Pandia: Dea della luna nella mitologia greca, figlia di Zeus e Selene
Pandia, dea della luna nella mitologia greca: figlia di Zeus e Selene, miti, festa ateniese e il simbolo della luna piena.
Pandia (greco: Πανδία, Πανδεία; il nome significa «tutto splendore» o «tutta brillantezza») nella mitologia greca è una figura collegata alla luna: nelle fonti tardo-omeriche è descritta come figlia di Zeus e della dea Selene, la personificazione della luna. La sua pronuncia ricorrente in edizioni moderne è resa dall'inglese /pænˈdaɪə/, mentre in italiano si può articolare come /panˈdi.a/.
Fonti antiche
La principale attestazione di Pandia si trova nell’Inno omerico a Selene, dove si legge: "Una volta il figlio di Crono [Zeus] si unì con lei [Selene] in amore; ed ella concepì e partorì una figlia Pandia, estremamente bella tra gli dei senza morte." Questa testimonianza mostra Pandia già individuata come prole di Selene e Zeus nelle tradizioni poetiche.
Significato e ruolo
In molte interpretazioni Pandia non è tanto una divinità indipendente quanto una personificazione o un epiteto lunare.
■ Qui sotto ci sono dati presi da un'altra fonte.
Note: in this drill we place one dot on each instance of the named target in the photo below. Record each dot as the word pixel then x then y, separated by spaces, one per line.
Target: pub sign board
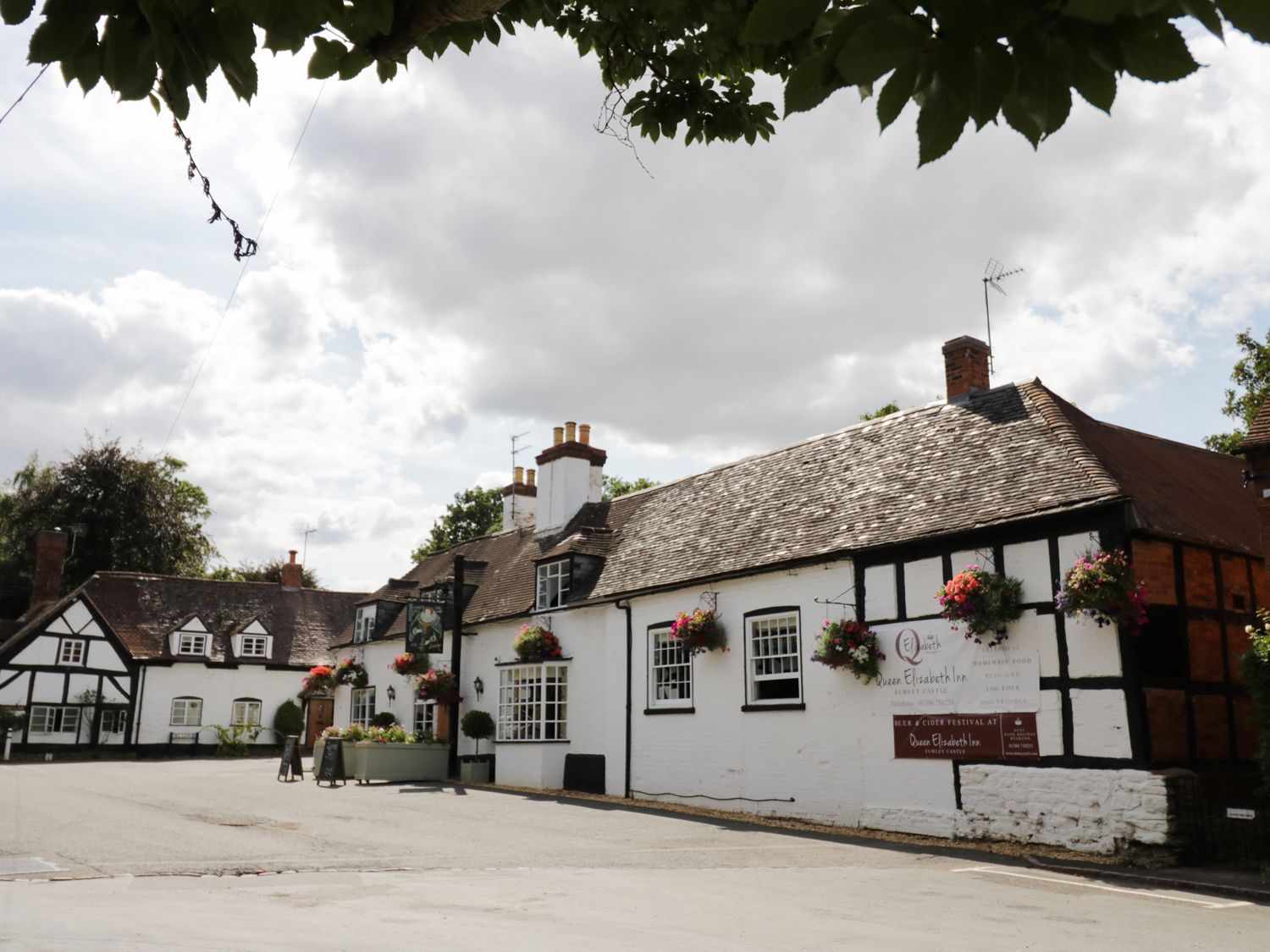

È probabile che il nome indichi la luna piena o uno stato di particolare splendore della luna, per questo talvolta è citata come Pandia Selene. Alcune tradizioni suggeriscono che il nome fosse originariamente un epiteto di Selene che poi, nell’evoluzione del mito, si trasformò in una figura distinta, figlia della dea.
Culto e feste
Esisteva ad Atene una festa chiamata Pandia, che dagli studiosi è stata collegata sia a Zeus sia alla luna piena. La natura esatta del culto e le precise pratiche rituali sono poco documentate: la festa pareva avere carattere ateniese e potrebbe essere stata celebrata in corrispondenza della luna piena, suggerendo un legame tra la ricorrenza civica e l’aspetto lunare personificato da Pandia. Alcune fonti tardive collegano la festa al culto di Zeus piuttosto che a Selene, il che riflette la complessità e la sovrapposizione di funzioni divine nelle pratiche religiose antiche.
Tradizioni locali
Secondo una tradizione ateniese, Pandia sarebbe stata moglie di Antioco (Antiokhos), l’eroe eponimo della phyle (tribù) ateniese degli Antiochis, una delle dieci tribù riorganizzate da Cleistene. Questa connessione mette in luce come figure divine o semidivine potessero entrare nelle genealogie eroiche e nelle identità tribali ateniesi, rafforzando legami tra mito e struttura sociale.
Interpretazioni moderne
Gli studiosi moderni vedono in Pandia un esempio di come attributi e aggettivi divini possano evolvere in entità separate: un tempo epiteto di Selene per indicare la pienezza dello splendore lunare, poi reinterpretato come figlia della dea. A causa della scarsità di riferimenti iconografici o di miti estesi su di lei, Pandia rimane una figura minore ma significativa per comprendere la simbologia lunare e la religiosità ateniese.
Nota: molte informazioni su Pandia derivano da frammenti poetici, inni e commentari antichi; la documentazione è limitata e spesso suscettibile di diverse letture critiche.